PONTOS IMPORTANTES:
- O Morgan Stanley garante que o ouro deixou de se comportar como refúgio e caiu 7,8% em pleno conflito com o Irão.
- Paralelamente, a prata teve um ano explosivo, mas caiu mais de 11% e a sua volatilidade está a afastar parte da procura.
- O alumínio está a emergir como o metal mais forte do momento, com um aumento de 10,4% e uma oferta global cada vez mais limitada.
Durante anos, quase décadas, o ouro tem sido a resposta automática para qualquer investidor que procure refúgio quando o mundo começa a tremer.
No entanto, segundo o Morgan Stanley, esse papel quase sagrado do metal amarelo acabei de entrar em dúvida.
Ouro que não funciona mais como refúgio
Com a eclosão do conflito com o Irão, o ouro não fez o que normalmente faz. Em vez de subir e agir como escudo, caiu junto com o resto dos ativos globais. Até hoje continua um 7,8% abaixo do valor de um mês atrásmovimentando cerca de US$ 4.800 a onça. A recente recuperação após o anúncio de um cessar-fogo mal serviu para aliviar as perdas que surpreenderam até os mais veteranos.
A estrategista de metais e mineração do Morgan Stanley, Amy Gower, resumiu isso com uma clareza desconfortável em Squawk Box Europa da CNBC. “O ouro está se comportando mais como um ativo de risco do que como um porto seguro“, afirmou. E acrescentou que “Normalmente deveria atuar como um diversificador de portfólio, mas isso não está acontecendo”.
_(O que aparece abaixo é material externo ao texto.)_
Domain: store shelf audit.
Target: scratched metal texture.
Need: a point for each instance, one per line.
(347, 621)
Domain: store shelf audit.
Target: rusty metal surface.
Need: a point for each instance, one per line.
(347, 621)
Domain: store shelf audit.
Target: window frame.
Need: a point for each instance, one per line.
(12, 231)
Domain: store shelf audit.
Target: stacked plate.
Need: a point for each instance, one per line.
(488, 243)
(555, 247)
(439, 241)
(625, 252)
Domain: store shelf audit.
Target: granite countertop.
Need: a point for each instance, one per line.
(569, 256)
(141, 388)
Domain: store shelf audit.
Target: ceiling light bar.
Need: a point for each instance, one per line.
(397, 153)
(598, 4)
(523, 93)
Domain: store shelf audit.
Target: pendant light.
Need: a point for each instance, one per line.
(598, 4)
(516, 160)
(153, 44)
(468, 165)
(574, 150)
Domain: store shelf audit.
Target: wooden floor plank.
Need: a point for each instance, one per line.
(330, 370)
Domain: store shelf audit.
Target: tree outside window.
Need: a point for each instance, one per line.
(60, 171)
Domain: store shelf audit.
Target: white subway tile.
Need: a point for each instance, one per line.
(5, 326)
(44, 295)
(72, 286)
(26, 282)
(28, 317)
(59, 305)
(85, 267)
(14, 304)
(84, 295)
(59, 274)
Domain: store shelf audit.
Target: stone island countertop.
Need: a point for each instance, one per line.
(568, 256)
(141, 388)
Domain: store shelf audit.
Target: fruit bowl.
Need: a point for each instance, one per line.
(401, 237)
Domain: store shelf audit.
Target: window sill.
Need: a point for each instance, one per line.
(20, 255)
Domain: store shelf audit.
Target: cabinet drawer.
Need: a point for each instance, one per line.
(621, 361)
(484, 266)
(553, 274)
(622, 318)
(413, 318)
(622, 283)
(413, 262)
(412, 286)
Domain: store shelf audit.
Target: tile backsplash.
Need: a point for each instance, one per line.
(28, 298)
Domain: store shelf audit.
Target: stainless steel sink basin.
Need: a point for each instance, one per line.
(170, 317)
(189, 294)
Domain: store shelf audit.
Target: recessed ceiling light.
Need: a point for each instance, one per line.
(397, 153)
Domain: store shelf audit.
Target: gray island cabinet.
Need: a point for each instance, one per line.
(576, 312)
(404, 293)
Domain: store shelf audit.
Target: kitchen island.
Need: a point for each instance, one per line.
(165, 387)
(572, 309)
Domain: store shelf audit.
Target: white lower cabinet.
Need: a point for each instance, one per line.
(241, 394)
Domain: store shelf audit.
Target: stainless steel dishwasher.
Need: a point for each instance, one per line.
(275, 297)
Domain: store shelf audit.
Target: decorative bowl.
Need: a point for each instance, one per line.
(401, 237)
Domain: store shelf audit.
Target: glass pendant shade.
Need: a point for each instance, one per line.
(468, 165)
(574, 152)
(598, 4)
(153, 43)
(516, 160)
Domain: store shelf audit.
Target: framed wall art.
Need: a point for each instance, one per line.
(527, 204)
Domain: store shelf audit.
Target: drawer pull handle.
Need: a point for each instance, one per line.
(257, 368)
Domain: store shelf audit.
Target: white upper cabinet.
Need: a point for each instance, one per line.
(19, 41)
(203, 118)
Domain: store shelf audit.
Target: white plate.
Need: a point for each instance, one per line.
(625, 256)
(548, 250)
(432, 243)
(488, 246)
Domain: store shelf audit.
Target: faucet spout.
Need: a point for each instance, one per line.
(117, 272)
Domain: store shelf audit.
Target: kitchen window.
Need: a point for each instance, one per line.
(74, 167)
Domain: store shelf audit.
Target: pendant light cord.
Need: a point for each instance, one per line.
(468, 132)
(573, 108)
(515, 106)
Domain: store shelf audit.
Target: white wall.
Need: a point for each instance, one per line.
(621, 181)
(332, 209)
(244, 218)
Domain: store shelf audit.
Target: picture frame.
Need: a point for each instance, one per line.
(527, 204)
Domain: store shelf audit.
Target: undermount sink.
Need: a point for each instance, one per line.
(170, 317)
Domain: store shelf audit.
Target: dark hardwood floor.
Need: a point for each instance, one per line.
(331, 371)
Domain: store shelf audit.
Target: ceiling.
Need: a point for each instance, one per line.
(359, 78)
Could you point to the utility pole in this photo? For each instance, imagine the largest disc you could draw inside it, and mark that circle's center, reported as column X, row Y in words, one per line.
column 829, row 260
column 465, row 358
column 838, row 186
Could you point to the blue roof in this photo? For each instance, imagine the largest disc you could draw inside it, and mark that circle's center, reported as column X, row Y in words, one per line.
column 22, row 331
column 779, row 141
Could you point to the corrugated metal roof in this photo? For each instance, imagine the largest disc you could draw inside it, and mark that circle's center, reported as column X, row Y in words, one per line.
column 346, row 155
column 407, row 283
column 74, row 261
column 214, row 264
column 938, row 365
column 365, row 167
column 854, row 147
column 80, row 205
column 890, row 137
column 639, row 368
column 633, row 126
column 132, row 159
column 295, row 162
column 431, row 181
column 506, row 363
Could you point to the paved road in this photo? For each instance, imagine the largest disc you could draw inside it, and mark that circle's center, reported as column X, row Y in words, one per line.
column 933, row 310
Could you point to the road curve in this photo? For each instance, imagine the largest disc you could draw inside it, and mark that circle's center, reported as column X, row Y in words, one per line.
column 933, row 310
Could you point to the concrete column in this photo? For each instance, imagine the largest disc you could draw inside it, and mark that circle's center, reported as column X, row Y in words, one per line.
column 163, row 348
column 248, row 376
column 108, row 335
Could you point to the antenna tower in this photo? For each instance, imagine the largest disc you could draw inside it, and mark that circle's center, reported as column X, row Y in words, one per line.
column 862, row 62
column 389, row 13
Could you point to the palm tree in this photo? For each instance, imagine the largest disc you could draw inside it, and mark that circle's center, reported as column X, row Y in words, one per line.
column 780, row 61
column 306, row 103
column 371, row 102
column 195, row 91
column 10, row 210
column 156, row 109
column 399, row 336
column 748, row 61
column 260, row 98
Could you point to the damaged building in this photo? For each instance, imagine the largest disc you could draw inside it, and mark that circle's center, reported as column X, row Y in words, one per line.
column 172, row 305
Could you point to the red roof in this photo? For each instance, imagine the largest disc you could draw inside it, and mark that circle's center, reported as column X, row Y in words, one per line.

Gower também reconheceu que é comum alguma fraqueza após uma crise. Muitos investidores buscam liquidez imediata e vendem o que podem. Mas ele insistiu que o mercado de ouro está mais exposto que o normal aos movimentos dos grandes intervenientes, como os bancos centrais e os ETF, que podem gerar volatilidade mesmo sem grandes notícias macroeconómicas.
Se o ouro duvida, a prata também não oferece certeza
O pratano entanto, passou por uma montanha-russa muito mais íngreme. Nos últimos 12 meses aumentou cerca de 150%. Gower explicou que veio de “vários anos de défice de oferta”, algo que nos metais preciosos pode passar despercebido até que a falta se torne evidente. Além disso, o boom do setor solar disparou a demanda.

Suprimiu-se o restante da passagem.